THE BEST SONG: “Wannabe”
12 interrupting the rein of the actually-R&B vocal group that had, to that point, been performing highly on the pop charts.
Various Artists – Grease: The Original Motion Picture Soundtrack
WHAT IT IS: It’s the time! It’s the place! It’s the motion! It’s the way we’re feeling!
WHY IT’S HERE: Because it’s the soundtrack to the movie musical that has literally become synonymous with “musical” for, at this point, a couple generations of people, and has, thus, earned an enormous amount of cultural capital.
AND…?: It’s one of those things that, every time I hear something from it, isn’t as bad as I remember it being, but it’s a Broadway-abetted pastiche of fifties radio pop, and is thus still pretty terrible.
THE BEST SONG: “There Are Worse Things I Could Do”
Britney Spears – …Baby One More Time
WHAT IT IS: It’s funny to consider the origins of Britney Spears, who is one of those pop stars that it’s easy to forget has normal human origins. She went from untouchably famous to untouchably crazy to semi-comeback to Vegas circuit in such a fashion that, even when she was clearly deeply flawed, she never actually seemed human. Anyway, this is the first album, the one that put her on the map, the one that started the whole thing, and ushered in the other major wave of pop music performers in the late nineties13.
WHY IT’S HERE: All those reasons, plus a deeply cynical attitude toward her music video presence, and a public persona that leaned heavily on not-actually-lurid, not-actually-prurient information. She was a one-woman, American version of the Spice Girls, but even the short couple of years between the introduction of the SG’s and that of Britney, was long enough to jettison even the veneer of social consciousness, and just be, y’know, not-lurid and not-prurient14. And that led to record sales in the nineties, which seems like more and more of a non-sequitur every time I type it.
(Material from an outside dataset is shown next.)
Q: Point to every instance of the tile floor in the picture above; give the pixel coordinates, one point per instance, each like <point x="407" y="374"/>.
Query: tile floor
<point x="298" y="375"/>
But there wasn’t another way to experience the music, and the familiarity of the video (i.e. the schoolgirl outfit, the basketball, the hallway dancing, et al) led people to remember the music, which led to sales for basic psychological marketing reasons that I’ve probably already gone into a bunch of times.
AND…?: It really needed the videos to put it over, frankly. The music wouldn’t have done it by itself. It’s hugely-forgettable. It’s also funny to note that the features (Mikey Bassie and Don Phillip) are completely inexplicable, because nobody remembers who these people are, or why they would be on this record in the first place.
THE BEST SONG: “(You Drive Me) Crazy”, which would go on to lend its title and presence to a Melissa Joan Hart romantic comedy. Peak 1999, everybody!
13 i.e. the ones that weren’t ushered in by the Spice Girls, see previously
14 a presentation which would be watered-down Madonna, if Britney had ever seemed to have any actual agency over her career. That’s the difference: Madonna was, at least, exploiting her actual self, whereas Britney was placed on stage by someone else. It’s actually a reason to heave a big sigh if you think about it for too long.